Versión.
Primero parecía una idea plausible, digna de consideración. Después se volvió parte del diagnóstico crítico sobre los problemas que complicaron la elección pasada y, más tarde, el núcleo principal de la reforma electoral de 2007. Desde entonces no han pasado ni dos años, y aquella idea ya se perdió. Se ha ido diluyendo entre el exceso de la norma, los malos cálculos presupuestales, los arreglos estratégicos a modo, los despropósitos operativos y, sobre todo, la infidelidad de las instituciones responsables de garantizarla. Las televisoras están ganando la partida y las campañas seguirán fluyendo por los viejos cauces del dinero redimido.
Al aprobar la reforma de 2007, los partidos parecían francamente convencidos del nuevo modelo de competencia electoral. Hablaron del predominio del interés público sobre los intereses de los concesionarios y debatieron con tanta convicción los argumentos de las dos televisoras, que lograron convencernos de la sinceridad de sus propósitos. Se trataba de impedir que los negocios determinaran o, al menos, que influyeran de manera decisiva en la conducta de los medios masivos de comunicación, mediante la asignación de tiempos, simpatías y apoyos públicos. Se dijo que el dinero otorgado a los partidos ya no se entregaría por carretadas a las empresas de televisión ni podría comprar sus voluntades. Se dijo que había nacido un nuevo modelo de competencia electoral, basado en la distribución equitativa de tiempos oficiales, y ajeno por completo a los intercambios de favores entre empresarios y políticos.
La reforma sirvió para observar, de paso, que los tiempos oficiales que los medios ya tenían que respetar eran más bien laxos. Cuando el IFE quiso retomar las herramientas de monitoreo de medios descubrió que Gobernación no las tenía. No existía la tecnología para saber si las estaciones de radio y televisión estaban cumpliendo con su obligación legal de transmitir la publicidad ordenada por el gobierno, ni mucho menos para verificar los horarios en los que se transmitía. Gracias al esfuerzo que hubo de llevar a cabo el IFE para montar un sistema de monitoreo eficaz, supimos que las estaciones de radio y de televisión jamás habían sido vigiladas puntualmente; que el gobierno seguía sus trasmisiones por muestreo, de manera más o menos caprichosa, y que nunca tuvo datos suficientes para afirmar con total certeza si las estaciones estaban cumpliendo sus obligaciones a cabalidad.
Pero tras la reforma, nació un nuevo interés político de los partidos para cuidar la asignación de tiempos y verificar el cumplimiento de las pautas. El IFE no sólo tiene que distribuir los spots de los partidos, sino que está obligado a informarles con detalle sobre la forma en que se publican en cada una de las estaciones, pues de lo contrario se rompería el principio de equidad en la contienda y no habría modo de reparar del daño. De modo que la autoridad electoral debe ser tan eficaz en la distribución, como precisa en el monitoreo y firme en las sanciones a los concesionarios incumplidos.

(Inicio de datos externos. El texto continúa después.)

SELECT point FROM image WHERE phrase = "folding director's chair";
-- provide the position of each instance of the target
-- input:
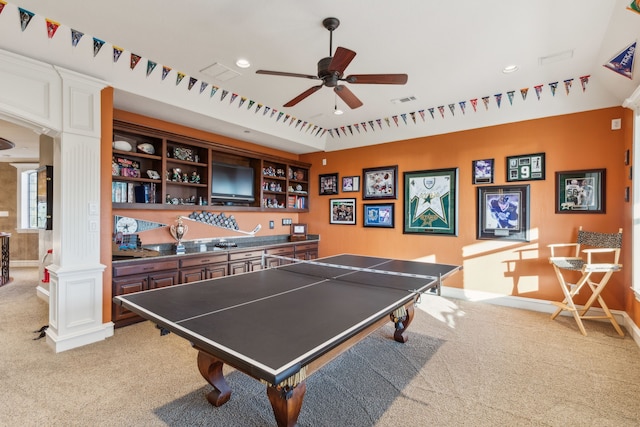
(599, 247)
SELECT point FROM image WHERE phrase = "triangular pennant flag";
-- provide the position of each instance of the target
(165, 71)
(583, 81)
(52, 27)
(567, 85)
(134, 60)
(25, 18)
(75, 37)
(634, 6)
(117, 51)
(538, 91)
(622, 63)
(150, 67)
(97, 45)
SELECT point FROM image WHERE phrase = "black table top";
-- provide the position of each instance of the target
(271, 322)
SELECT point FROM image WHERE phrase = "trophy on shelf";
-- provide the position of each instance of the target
(178, 232)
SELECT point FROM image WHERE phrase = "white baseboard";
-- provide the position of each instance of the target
(542, 306)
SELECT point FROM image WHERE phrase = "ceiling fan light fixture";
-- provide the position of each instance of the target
(243, 63)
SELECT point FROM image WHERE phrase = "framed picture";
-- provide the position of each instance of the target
(328, 184)
(350, 184)
(379, 215)
(580, 191)
(503, 212)
(483, 171)
(430, 202)
(529, 167)
(343, 211)
(380, 183)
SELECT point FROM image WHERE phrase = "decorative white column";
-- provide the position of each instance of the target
(75, 291)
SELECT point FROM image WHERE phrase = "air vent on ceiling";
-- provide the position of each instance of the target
(219, 72)
(403, 100)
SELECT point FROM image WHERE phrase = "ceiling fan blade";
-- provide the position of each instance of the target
(377, 79)
(302, 96)
(347, 96)
(285, 74)
(341, 59)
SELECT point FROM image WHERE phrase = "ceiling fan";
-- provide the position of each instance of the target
(331, 70)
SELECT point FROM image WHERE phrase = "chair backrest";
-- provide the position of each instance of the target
(601, 240)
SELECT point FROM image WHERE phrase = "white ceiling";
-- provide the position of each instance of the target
(452, 51)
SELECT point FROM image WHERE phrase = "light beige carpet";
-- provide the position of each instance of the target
(465, 364)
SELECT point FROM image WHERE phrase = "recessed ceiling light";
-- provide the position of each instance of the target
(243, 63)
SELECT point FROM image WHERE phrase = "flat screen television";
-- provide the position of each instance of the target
(232, 184)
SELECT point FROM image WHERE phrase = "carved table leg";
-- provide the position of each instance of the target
(286, 403)
(211, 370)
(402, 323)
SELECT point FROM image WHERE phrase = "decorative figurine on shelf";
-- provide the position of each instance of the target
(178, 231)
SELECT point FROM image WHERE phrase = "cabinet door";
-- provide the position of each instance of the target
(127, 285)
(160, 280)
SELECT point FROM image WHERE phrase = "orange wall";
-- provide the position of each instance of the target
(571, 142)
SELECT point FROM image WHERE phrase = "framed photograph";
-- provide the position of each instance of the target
(529, 167)
(343, 211)
(483, 171)
(379, 215)
(380, 183)
(431, 202)
(580, 191)
(350, 184)
(328, 184)
(503, 212)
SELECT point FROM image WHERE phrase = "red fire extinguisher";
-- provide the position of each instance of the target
(45, 279)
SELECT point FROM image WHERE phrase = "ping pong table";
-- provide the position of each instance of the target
(279, 325)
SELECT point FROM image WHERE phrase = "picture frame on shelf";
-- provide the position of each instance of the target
(379, 215)
(431, 202)
(483, 171)
(527, 167)
(342, 211)
(328, 184)
(581, 191)
(503, 213)
(380, 183)
(350, 184)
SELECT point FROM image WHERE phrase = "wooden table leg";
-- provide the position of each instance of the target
(402, 323)
(286, 403)
(211, 370)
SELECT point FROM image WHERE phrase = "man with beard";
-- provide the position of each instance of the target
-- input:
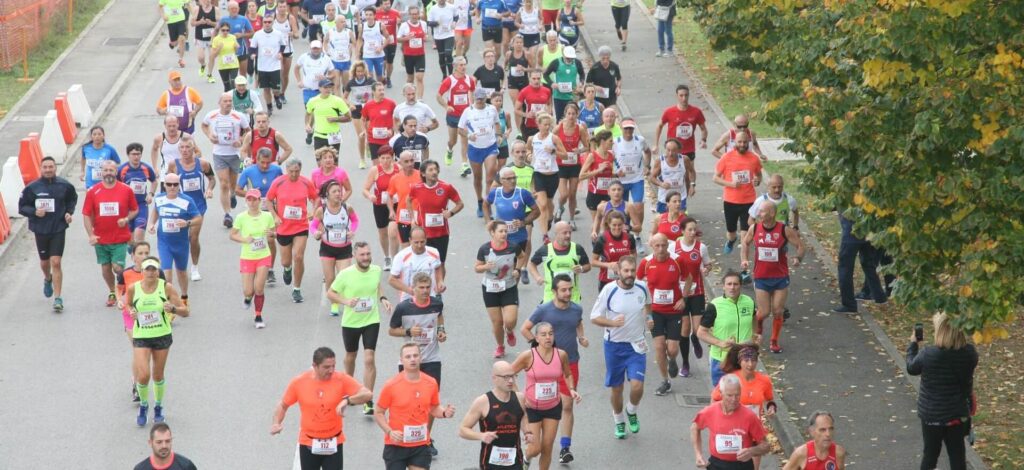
(623, 308)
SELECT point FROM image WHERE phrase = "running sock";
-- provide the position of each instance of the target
(259, 304)
(160, 391)
(143, 394)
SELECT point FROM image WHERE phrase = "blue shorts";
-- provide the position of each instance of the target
(308, 94)
(375, 66)
(771, 284)
(479, 155)
(173, 255)
(622, 362)
(633, 191)
(343, 67)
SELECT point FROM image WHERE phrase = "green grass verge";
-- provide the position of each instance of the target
(52, 45)
(728, 85)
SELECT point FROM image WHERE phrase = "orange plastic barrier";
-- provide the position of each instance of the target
(30, 158)
(65, 118)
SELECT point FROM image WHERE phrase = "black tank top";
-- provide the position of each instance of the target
(211, 15)
(505, 419)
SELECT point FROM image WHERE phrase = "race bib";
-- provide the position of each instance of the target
(414, 433)
(768, 254)
(293, 212)
(433, 220)
(190, 184)
(147, 318)
(45, 205)
(728, 443)
(665, 296)
(502, 457)
(110, 209)
(327, 446)
(545, 391)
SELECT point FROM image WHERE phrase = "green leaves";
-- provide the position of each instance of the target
(909, 114)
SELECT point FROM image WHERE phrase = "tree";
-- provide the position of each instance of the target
(909, 114)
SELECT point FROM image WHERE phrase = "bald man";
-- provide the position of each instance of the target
(501, 415)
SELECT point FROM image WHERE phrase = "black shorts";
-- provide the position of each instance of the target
(505, 298)
(492, 34)
(310, 461)
(537, 416)
(671, 327)
(694, 306)
(177, 30)
(159, 343)
(381, 215)
(286, 241)
(736, 213)
(50, 245)
(269, 80)
(546, 183)
(569, 171)
(337, 253)
(440, 244)
(431, 369)
(594, 200)
(415, 63)
(398, 458)
(370, 333)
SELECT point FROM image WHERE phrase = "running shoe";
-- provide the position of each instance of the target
(565, 456)
(140, 420)
(666, 387)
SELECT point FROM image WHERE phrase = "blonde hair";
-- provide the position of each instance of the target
(947, 336)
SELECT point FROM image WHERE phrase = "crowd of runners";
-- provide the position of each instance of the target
(530, 125)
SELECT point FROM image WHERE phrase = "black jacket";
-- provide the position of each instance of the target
(946, 381)
(64, 196)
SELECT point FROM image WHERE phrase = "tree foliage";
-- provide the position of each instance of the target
(910, 115)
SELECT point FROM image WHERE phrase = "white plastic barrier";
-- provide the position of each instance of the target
(79, 105)
(50, 139)
(11, 185)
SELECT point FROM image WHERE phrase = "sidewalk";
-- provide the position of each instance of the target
(830, 361)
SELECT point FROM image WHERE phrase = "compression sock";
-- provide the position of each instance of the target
(259, 304)
(160, 391)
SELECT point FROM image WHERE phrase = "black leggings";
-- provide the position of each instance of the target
(444, 49)
(952, 436)
(227, 78)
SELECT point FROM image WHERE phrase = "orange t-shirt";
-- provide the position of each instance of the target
(409, 404)
(742, 168)
(753, 394)
(398, 189)
(318, 400)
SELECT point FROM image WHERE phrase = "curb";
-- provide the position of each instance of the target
(20, 225)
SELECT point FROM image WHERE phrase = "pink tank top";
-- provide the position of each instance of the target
(542, 382)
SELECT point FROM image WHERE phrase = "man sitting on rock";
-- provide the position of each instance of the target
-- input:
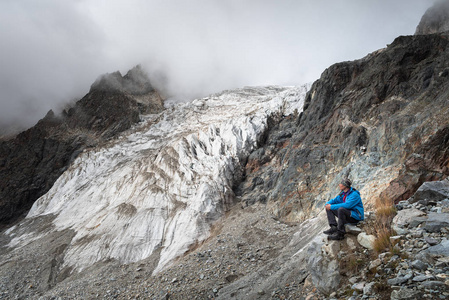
(347, 207)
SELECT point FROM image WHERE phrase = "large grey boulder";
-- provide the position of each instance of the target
(436, 221)
(440, 249)
(432, 190)
(324, 270)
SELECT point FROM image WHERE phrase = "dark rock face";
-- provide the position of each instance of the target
(383, 114)
(32, 161)
(435, 20)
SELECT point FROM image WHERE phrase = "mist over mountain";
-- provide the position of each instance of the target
(126, 195)
(52, 52)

No obstante, los partidos y los medios ya han encontrado otras formas de hacer negocios con los dineros de campaña y volver a la lógica política anterior. No sólo mediante los favores mutuos, políticos o financieros, que se expresan en el uso más o menos obvio de la programación abierta y, en particular de los noticiarios, para favorecer a unos e ignorar a otros, sino a través de la compra directa de publicidad siete días antes y cinco después de los informes que deben rendir todas las autoridades públicas, incluyendo a los legisladores (según el criterio establecido por el Tribunal Electoral), y de modo más reciente, mediante la llamada publicidad estática que se vende como telón de fondo de algunos espectáculos masivos, como en las finales del futbol, y que más tarde veremos también, estoy seguro, en los conciertos de las estrellas rutilantes de la televisión. Con esos dos pretextos, avalados por las autoridades electorales del país, las televisoras no sólo pueden recuperar el mercado que perdieron tras la reforma de 2007, sino que además pueden jugar abiertamente con el poder que han demostrado en el ánimo de nuestra frágil y titubeante clase política.
Al finalizar esta campaña, habrá cerca de 32 millones de spots transmitidos a través de tiempos oficiales; pero también miles de minutos comprados, como antes, con el argumento de los informes oficiales y de la publicidad estática. Y muchos más, inconfesables pero evidentes, transmitidos a través de abundantes comentarios, editoriales y notas a lo largo de la programación normal de las televisoras. Y todo eso será pagado peso a peso, como antes. De modo que hoy tenemos el peor de los dos mundos y una reforma fracasada, cuando todavía no acababa de nacer.